Kernkonzepte
The author introduces the Yi model family, highlighting its strong multi-dimensional capabilities achieved through data quality and engineering efforts. The performance of Yi models is attributed to scalable super-computing infrastructure and classical transformer architecture.
Zusammenfassung
The Yi model family, developed by 01.AI, showcases advanced language and multimodal capabilities through various models like chat models, vision-language models, and more. The models achieve high performance on benchmarks like MMLU and demonstrate strong human preference rates. Data quality plays a crucial role in the success of Yi models, with extensive data processing and cleaning pipelines ensuring high-quality training data. Pretraining involves constructing a massive corpus of English and Chinese tokens, while finetuning focuses on meticulously curated instruction datasets. The architecture of Yi models follows standard Transformer implementations with unique modifications for improved performance. The capability extension includes long context modeling, vision-language adaptation, and depth upscaling to enhance model performance further.
Statistiken
Our base models achieve strong performance on benchmarks like MMLU.

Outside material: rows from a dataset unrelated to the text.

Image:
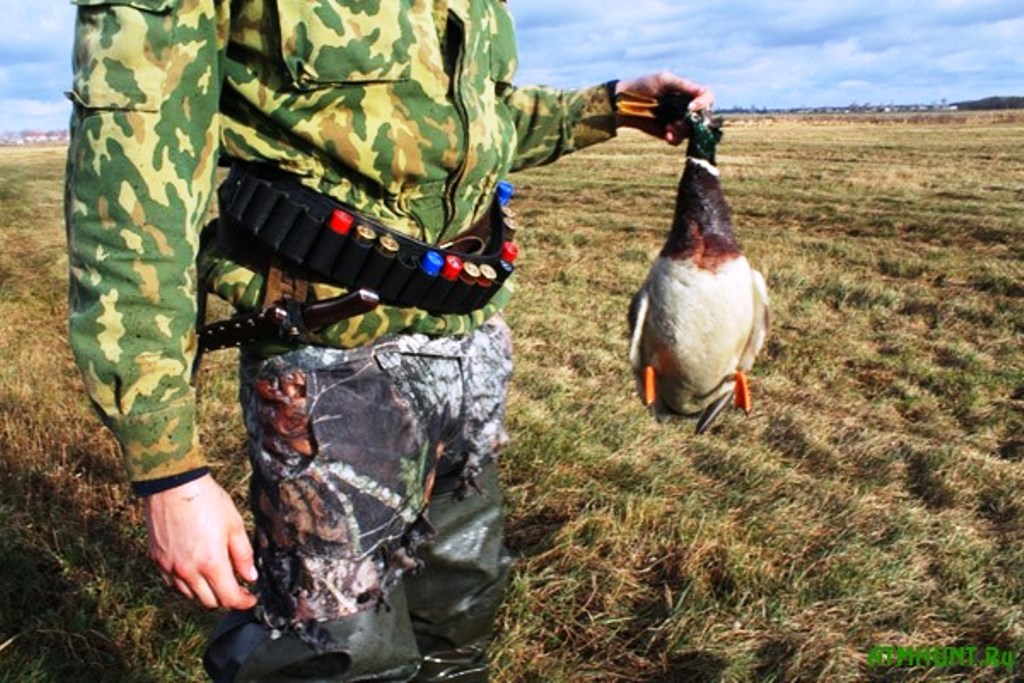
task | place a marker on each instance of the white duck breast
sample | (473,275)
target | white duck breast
(701,315)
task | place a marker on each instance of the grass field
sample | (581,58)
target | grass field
(875,497)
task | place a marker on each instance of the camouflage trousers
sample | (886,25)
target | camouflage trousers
(377,511)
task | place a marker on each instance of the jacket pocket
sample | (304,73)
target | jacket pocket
(122,48)
(327,43)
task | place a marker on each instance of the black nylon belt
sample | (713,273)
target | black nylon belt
(338,245)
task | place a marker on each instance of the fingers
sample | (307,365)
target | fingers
(214,586)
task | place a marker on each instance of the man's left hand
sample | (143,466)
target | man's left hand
(658,85)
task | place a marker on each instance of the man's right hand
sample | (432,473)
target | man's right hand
(199,541)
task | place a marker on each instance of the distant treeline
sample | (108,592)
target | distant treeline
(993,103)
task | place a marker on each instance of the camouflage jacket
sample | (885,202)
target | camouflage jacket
(404,110)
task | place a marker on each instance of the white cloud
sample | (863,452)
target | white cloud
(753,52)
(22,115)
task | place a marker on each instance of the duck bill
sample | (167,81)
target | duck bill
(711,414)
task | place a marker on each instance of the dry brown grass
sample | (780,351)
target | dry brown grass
(872,498)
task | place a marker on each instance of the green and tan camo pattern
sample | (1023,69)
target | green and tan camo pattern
(357,97)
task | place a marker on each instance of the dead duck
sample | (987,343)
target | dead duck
(701,315)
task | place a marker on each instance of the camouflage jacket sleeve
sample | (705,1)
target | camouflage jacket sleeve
(553,123)
(140,172)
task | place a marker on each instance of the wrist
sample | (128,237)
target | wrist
(151,486)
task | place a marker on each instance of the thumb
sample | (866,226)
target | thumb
(241,551)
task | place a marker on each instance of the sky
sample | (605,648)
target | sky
(774,53)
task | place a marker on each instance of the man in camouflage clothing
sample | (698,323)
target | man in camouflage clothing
(378,517)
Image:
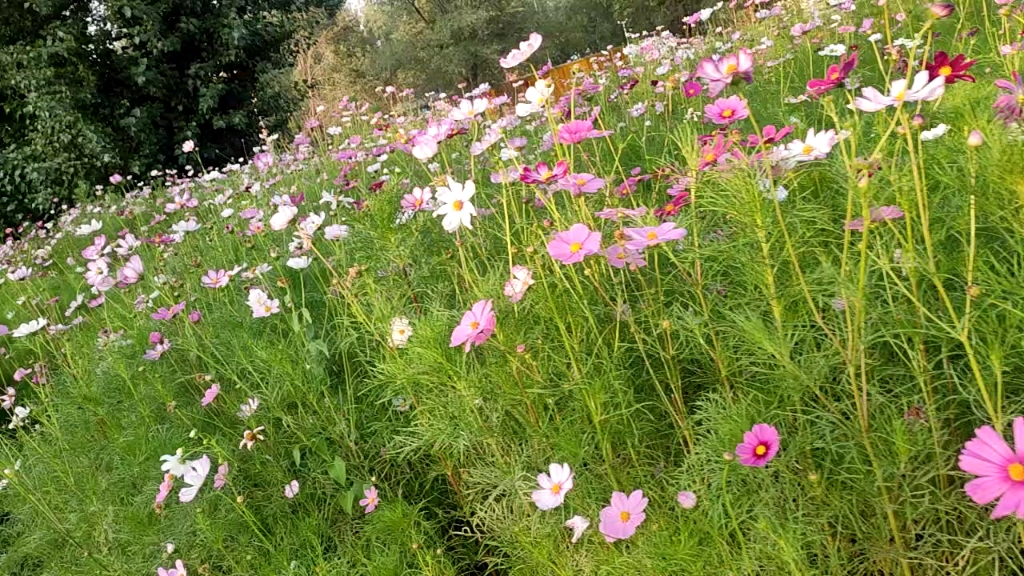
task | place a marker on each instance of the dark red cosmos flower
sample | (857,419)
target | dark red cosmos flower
(951,70)
(835,76)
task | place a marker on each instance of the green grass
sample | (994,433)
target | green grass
(643,379)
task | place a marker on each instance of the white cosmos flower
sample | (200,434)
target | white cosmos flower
(553,487)
(456,205)
(468,110)
(400,332)
(336,232)
(299,262)
(579,524)
(29,327)
(283,217)
(537,95)
(195,477)
(86,230)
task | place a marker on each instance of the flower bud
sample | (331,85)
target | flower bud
(942,9)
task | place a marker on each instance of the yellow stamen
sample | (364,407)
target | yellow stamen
(1016,471)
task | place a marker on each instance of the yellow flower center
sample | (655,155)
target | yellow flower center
(1016,471)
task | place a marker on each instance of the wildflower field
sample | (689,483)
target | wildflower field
(749,301)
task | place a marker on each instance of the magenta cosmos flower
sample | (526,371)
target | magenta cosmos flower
(542,173)
(476,326)
(574,244)
(641,238)
(999,469)
(726,111)
(620,521)
(370,502)
(759,447)
(726,70)
(576,131)
(581,183)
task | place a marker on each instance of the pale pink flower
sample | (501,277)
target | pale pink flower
(476,326)
(210,395)
(516,286)
(574,244)
(620,521)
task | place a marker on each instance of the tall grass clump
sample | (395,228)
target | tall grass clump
(745,302)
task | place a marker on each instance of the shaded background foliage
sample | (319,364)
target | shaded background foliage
(93,87)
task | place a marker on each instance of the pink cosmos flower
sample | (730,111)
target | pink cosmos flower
(215,279)
(581,183)
(999,469)
(621,256)
(836,75)
(726,70)
(95,250)
(526,49)
(759,447)
(178,570)
(542,173)
(650,236)
(418,200)
(620,521)
(370,502)
(878,214)
(687,500)
(726,111)
(574,244)
(476,326)
(1010,107)
(553,488)
(516,287)
(210,395)
(576,131)
(220,479)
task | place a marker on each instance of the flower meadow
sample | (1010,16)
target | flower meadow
(742,300)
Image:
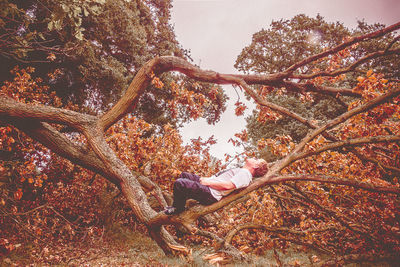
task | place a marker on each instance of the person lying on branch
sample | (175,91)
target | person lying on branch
(208,190)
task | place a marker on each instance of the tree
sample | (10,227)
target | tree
(96,47)
(344,152)
(288,41)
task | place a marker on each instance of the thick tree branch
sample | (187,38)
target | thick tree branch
(338,120)
(349,68)
(337,181)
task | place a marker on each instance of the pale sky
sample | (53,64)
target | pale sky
(216,32)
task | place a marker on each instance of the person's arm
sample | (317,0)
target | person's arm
(217,185)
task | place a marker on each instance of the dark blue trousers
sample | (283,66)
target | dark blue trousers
(188,186)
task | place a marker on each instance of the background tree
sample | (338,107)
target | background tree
(97,47)
(334,191)
(289,41)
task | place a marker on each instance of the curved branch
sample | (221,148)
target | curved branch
(348,68)
(334,180)
(170,63)
(338,120)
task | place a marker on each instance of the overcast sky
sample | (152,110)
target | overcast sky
(216,31)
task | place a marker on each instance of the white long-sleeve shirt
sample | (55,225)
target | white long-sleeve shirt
(240,177)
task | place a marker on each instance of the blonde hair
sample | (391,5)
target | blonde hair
(261,169)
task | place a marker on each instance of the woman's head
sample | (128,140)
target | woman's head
(258,167)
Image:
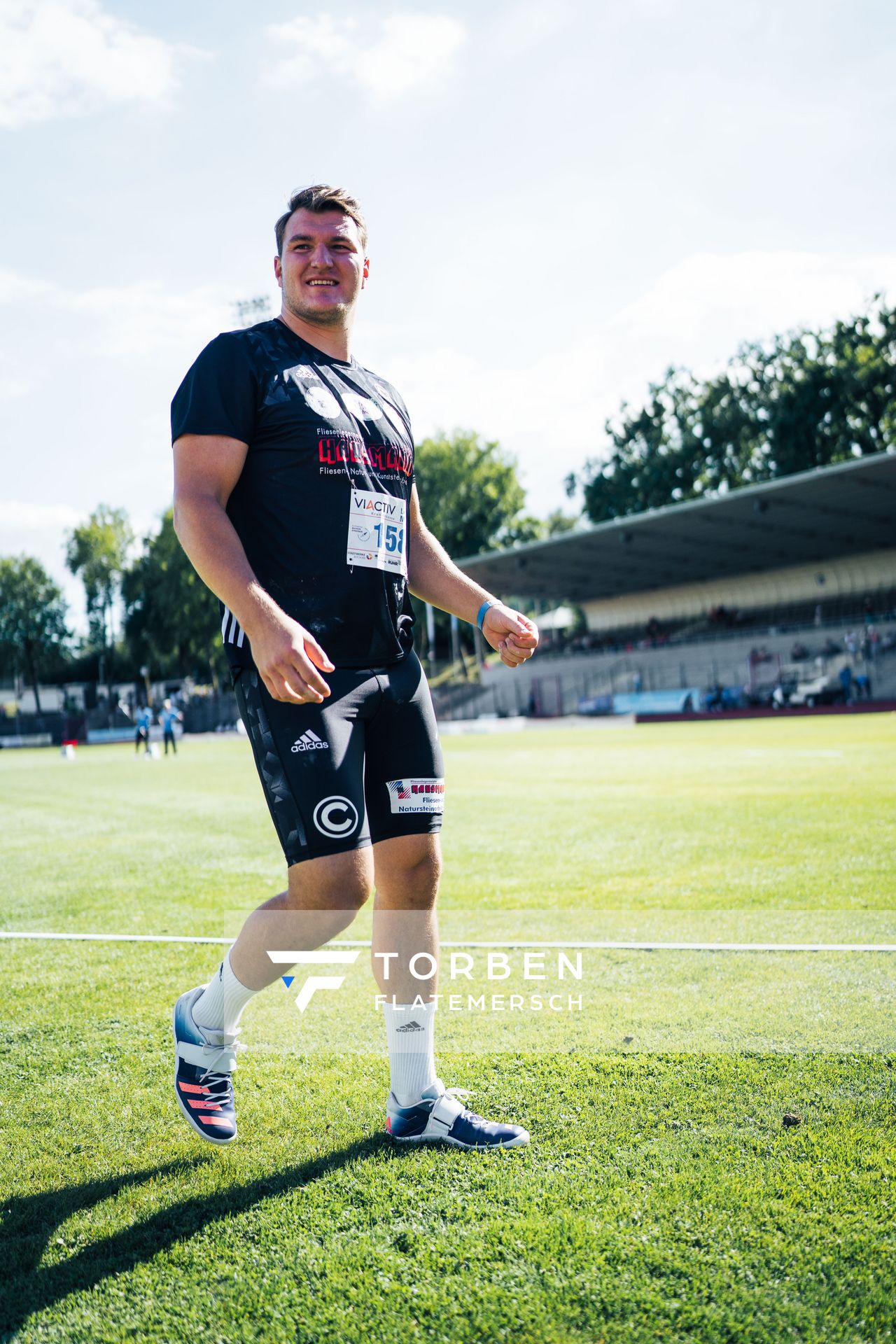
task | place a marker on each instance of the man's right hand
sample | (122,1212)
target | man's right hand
(288,657)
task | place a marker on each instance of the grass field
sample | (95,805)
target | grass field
(662,1198)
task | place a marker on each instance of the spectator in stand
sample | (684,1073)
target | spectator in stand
(168,718)
(846,682)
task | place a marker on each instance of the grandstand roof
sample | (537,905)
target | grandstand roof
(817,515)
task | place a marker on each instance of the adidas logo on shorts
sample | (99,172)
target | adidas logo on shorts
(309,742)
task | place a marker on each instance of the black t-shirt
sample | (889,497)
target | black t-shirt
(321,505)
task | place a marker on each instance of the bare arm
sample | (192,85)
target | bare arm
(286,655)
(435,578)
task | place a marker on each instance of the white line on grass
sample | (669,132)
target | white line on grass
(466,942)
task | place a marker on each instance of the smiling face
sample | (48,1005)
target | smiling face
(323,267)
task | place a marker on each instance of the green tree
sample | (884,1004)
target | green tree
(33,617)
(469,491)
(172,620)
(99,553)
(804,400)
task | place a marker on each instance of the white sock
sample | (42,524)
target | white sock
(409,1035)
(222,1003)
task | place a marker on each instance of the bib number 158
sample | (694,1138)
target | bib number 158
(377,531)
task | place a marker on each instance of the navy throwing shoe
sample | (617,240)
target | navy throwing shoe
(440,1119)
(204,1062)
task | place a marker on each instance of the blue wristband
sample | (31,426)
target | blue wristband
(480,615)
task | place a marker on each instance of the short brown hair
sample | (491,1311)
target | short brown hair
(318,200)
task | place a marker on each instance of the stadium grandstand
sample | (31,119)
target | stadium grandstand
(770,596)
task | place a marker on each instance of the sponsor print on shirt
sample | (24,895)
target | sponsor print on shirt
(377,531)
(416,796)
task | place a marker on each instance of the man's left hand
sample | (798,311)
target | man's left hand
(511,634)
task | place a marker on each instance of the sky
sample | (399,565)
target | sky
(564,201)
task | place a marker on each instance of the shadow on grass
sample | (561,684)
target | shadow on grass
(30,1221)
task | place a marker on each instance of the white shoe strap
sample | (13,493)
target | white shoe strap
(444,1113)
(220,1059)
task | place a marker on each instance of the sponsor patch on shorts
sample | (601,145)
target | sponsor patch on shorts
(416,794)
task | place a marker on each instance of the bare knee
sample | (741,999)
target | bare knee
(335,882)
(407,872)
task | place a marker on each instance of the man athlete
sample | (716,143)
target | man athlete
(295,500)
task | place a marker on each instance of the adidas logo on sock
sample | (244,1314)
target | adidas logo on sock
(309,742)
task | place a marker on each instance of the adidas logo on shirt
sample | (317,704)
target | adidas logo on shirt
(309,742)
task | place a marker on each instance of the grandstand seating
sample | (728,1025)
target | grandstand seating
(551,686)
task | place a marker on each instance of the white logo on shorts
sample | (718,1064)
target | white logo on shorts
(335,816)
(309,742)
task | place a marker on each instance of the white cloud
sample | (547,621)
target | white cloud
(707,305)
(120,321)
(400,52)
(64,58)
(551,410)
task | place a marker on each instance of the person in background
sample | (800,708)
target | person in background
(168,718)
(144,720)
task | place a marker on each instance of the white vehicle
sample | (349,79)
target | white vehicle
(824,687)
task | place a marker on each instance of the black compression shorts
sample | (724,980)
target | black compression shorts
(363,766)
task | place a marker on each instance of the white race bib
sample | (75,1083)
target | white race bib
(378,531)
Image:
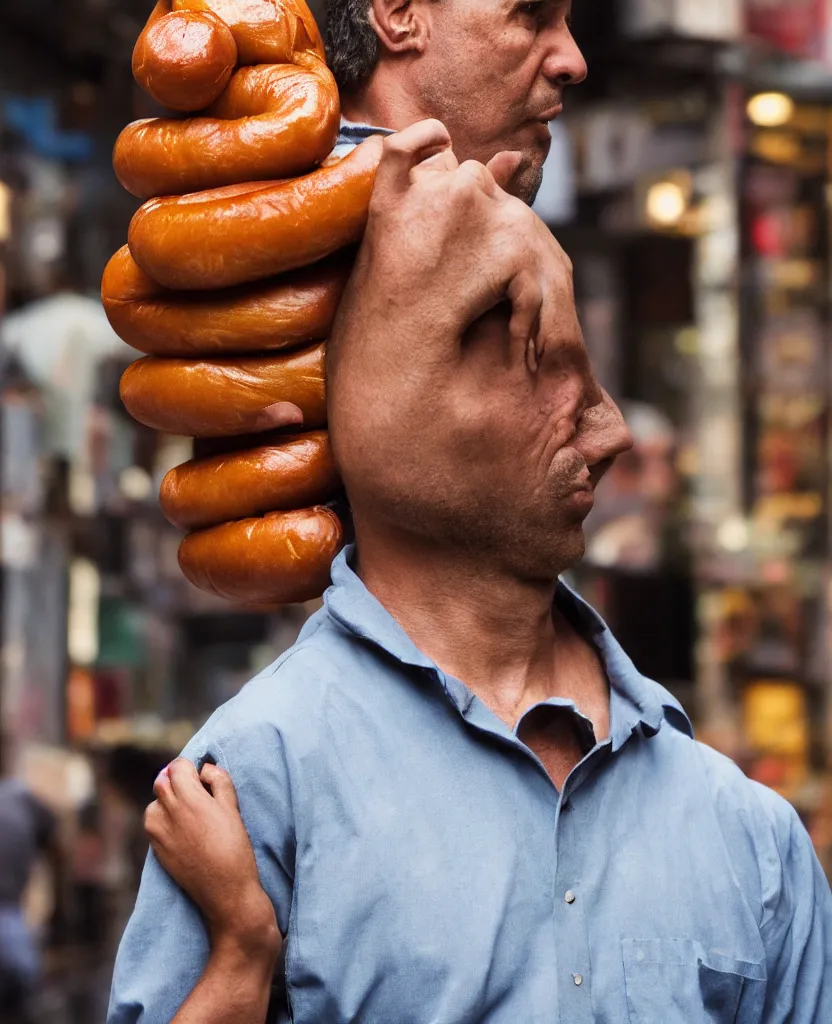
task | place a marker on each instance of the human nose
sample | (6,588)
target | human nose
(602,434)
(566,64)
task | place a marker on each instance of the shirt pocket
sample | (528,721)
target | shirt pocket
(679,981)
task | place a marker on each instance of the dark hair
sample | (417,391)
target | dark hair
(352,48)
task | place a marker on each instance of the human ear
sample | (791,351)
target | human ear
(402,26)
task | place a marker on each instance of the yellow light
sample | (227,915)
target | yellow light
(771,110)
(666,203)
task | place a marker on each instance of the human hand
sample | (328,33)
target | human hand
(458,330)
(199,838)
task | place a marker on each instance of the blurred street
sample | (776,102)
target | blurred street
(690,180)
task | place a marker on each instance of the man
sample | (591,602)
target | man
(464,802)
(27,833)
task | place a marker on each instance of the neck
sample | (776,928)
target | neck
(495,633)
(385,101)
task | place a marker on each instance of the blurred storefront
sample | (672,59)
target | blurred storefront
(691,181)
(700,232)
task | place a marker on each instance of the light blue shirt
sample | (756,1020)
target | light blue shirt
(426,870)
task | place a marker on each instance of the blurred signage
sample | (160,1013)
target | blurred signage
(796,27)
(709,19)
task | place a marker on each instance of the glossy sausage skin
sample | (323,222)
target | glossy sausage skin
(287,312)
(282,558)
(265,31)
(294,473)
(217,239)
(218,357)
(183,59)
(219,397)
(271,122)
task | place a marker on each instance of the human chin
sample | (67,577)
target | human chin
(527,181)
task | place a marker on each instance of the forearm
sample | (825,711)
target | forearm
(236,984)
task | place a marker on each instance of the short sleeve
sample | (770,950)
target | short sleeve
(165,947)
(796,924)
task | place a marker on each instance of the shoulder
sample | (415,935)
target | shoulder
(764,836)
(281,706)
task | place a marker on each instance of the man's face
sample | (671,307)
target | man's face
(516,466)
(494,73)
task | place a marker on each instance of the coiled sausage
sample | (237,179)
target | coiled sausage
(281,558)
(222,238)
(220,397)
(289,473)
(286,312)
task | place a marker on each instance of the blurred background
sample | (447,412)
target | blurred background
(690,181)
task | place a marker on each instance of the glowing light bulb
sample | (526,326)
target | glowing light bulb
(771,110)
(666,203)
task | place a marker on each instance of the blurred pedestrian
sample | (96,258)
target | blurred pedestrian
(27,832)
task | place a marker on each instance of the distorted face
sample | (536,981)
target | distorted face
(501,462)
(494,73)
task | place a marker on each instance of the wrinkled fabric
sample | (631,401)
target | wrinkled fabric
(426,870)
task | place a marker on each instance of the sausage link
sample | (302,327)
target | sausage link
(183,58)
(292,310)
(216,240)
(271,122)
(282,558)
(214,398)
(297,472)
(265,31)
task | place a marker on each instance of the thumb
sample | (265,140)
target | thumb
(526,296)
(504,166)
(405,151)
(219,781)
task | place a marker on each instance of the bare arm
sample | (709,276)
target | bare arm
(235,987)
(201,841)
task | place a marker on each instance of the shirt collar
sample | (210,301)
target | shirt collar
(356,130)
(635,702)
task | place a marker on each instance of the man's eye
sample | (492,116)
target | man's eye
(532,9)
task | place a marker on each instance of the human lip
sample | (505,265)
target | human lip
(583,497)
(550,114)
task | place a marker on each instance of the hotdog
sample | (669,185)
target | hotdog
(286,312)
(184,59)
(215,398)
(223,238)
(281,558)
(189,48)
(227,273)
(271,122)
(292,473)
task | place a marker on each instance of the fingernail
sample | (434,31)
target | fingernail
(282,414)
(532,355)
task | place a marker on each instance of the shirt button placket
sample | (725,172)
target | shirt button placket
(571,933)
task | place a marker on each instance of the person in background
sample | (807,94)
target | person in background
(28,830)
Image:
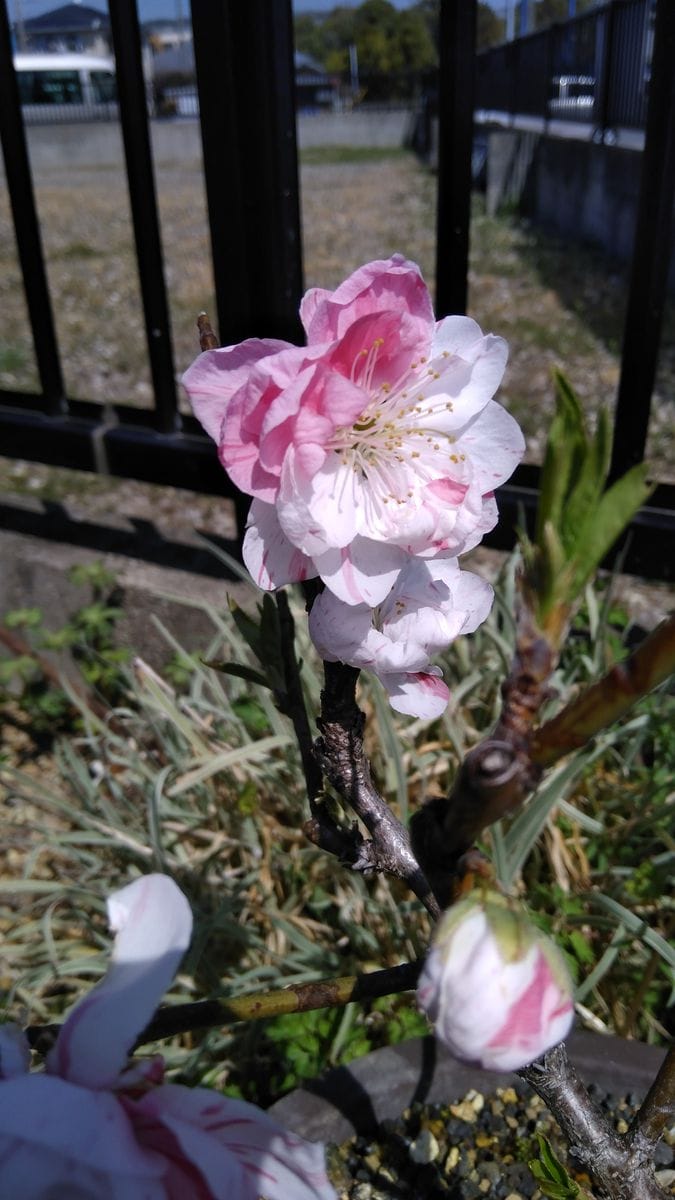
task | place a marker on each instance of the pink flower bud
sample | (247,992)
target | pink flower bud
(496,989)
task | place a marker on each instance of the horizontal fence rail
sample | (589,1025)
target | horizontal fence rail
(248,125)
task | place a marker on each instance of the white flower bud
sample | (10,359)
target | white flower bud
(495,988)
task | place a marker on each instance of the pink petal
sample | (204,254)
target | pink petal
(15,1051)
(270,558)
(417,695)
(378,349)
(387,285)
(237,1149)
(154,923)
(216,375)
(63,1137)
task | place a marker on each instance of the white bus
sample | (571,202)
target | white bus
(66,87)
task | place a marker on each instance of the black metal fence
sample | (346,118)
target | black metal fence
(595,69)
(244,61)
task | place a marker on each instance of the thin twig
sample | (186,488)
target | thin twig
(619,1167)
(296,999)
(657,1110)
(340,753)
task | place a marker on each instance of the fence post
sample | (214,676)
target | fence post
(245,78)
(133,118)
(651,253)
(457,79)
(601,109)
(27,227)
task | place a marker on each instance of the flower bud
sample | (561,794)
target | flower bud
(496,989)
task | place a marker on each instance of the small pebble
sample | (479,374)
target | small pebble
(424,1149)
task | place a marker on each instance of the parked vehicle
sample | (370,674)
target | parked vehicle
(66,87)
(573,97)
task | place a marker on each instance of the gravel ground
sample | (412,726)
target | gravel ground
(477,1147)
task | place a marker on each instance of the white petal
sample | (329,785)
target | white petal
(238,1150)
(320,511)
(154,923)
(270,558)
(77,1143)
(216,375)
(495,445)
(362,573)
(339,630)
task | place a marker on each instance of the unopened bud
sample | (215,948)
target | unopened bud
(495,988)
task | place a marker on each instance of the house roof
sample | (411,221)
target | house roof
(69,18)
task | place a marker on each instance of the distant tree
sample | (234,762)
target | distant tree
(490,28)
(310,37)
(417,47)
(544,12)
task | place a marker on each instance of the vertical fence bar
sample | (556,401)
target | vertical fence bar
(651,253)
(133,117)
(457,75)
(27,227)
(245,78)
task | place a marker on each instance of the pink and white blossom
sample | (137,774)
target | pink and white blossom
(495,988)
(430,604)
(377,439)
(95,1128)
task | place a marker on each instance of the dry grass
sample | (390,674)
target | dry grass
(554,303)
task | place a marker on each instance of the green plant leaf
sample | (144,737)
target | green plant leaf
(603,526)
(550,1174)
(586,491)
(562,457)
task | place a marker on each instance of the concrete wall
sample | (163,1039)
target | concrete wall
(578,190)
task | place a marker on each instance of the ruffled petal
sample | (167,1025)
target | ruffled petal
(362,573)
(237,1149)
(270,558)
(216,375)
(495,444)
(320,511)
(339,630)
(422,695)
(59,1137)
(153,923)
(392,285)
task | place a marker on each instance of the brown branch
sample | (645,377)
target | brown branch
(500,773)
(296,999)
(657,1110)
(497,775)
(609,699)
(619,1167)
(340,753)
(294,701)
(208,340)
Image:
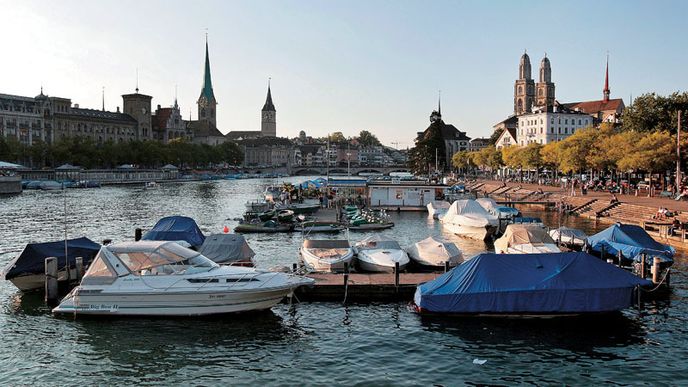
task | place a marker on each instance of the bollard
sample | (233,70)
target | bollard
(655,270)
(51,281)
(79,266)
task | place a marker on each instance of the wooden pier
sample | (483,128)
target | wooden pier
(360,287)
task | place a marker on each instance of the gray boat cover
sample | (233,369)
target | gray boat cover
(226,248)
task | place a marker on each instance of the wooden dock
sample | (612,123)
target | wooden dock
(359,287)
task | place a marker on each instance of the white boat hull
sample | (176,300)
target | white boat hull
(326,264)
(473,232)
(382,261)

For pretraining, we construct 3.1 trillion tokens of English and Chinese corpora.
Finetuning involves polishing a small-scale instruction dataset over multiple iterations.
The Yi model uses byte-pair encoding (BPE) with a vocabulary size of 64,000.
Model configurations include hidden sizes, Q-heads, KV-heads, layers, pretrain sequence length, and max learning rates.
Zitate
"Our base models achieve strong performance on a wide range of benchmarks like MMLU."
"For pretraining, we construct 3.1 trillion tokens of English and Chinese corpora using a cascaded data deduplication and quality filtering pipeline."